With the Penny Dreadful Novella Prize we are challenging authors to look at the rich history of a vibrant, elastic and living literary form and attempt to remake it in their own image. The prize is aimed not just at awarding excellent new writing but at shedding light on an undervalued and often overlooked literature.

Stephen King called the novella a “banana republic”, an anarchy-filled, anything-goes, literary wilderness between the short story and novel. Paul McVeigh, one of our judges, says that the novella should have both the depth of the short story and the breadth of the novel. The novella has been called the sonata to the novel’s symphony. It has been called the first-born child of the fledgling writer and the confident roar of the literary veteran. It has been called the “beautiful daughter, of a rambling, bloated, ill-shaven giant”.
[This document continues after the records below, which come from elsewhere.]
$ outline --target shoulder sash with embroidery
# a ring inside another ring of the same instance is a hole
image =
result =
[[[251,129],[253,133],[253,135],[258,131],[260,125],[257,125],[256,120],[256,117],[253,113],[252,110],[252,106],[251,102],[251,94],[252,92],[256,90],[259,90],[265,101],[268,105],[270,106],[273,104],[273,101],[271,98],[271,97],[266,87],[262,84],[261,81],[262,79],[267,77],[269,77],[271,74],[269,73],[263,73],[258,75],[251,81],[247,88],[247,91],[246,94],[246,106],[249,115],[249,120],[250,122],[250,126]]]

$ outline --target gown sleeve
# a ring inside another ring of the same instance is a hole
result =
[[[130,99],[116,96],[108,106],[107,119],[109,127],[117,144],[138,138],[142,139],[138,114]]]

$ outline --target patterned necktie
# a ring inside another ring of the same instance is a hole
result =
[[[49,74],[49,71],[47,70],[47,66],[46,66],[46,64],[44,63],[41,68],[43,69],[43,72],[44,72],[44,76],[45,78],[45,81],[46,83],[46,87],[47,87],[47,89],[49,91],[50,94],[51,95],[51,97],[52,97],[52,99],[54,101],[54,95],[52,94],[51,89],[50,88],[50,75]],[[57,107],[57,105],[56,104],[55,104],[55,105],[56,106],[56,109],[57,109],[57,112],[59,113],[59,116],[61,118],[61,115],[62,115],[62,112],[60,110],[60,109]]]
These metaphors tell us more about the form than any definition could: writers love the novella form because it can be whatever they want it to be. It can have a plot as complex and twisting as Thomas Pynchon’s The Crying of Lot 49 or as condensed as Kafka’s Metamorphosis. It can be as mimetic as Conrad or as fantastic as Marquez, as verbose as Joyce or as distilled as Beckett. Like metaphor itself, it takes elements from the domain of the novel and elements from the domain of the short story, and constructs something utterly new, a new perspective, a new way to tell a story.

The difficulty in defining a novella is its greatest strength. There is no Greatest Novella Ever Written to hang like a millstone around an author’s neck; there are only the endless possibilities of a largely uncharted area of literature. Forget your definitions: take your stories out from the drawers and wrestle them in all their shapes and forms. Then send them to The Penny Dreadful Novella Prize, where it will be published, not as a short story or as a novel, but that strange and wonderful anomaly of literature – the novella.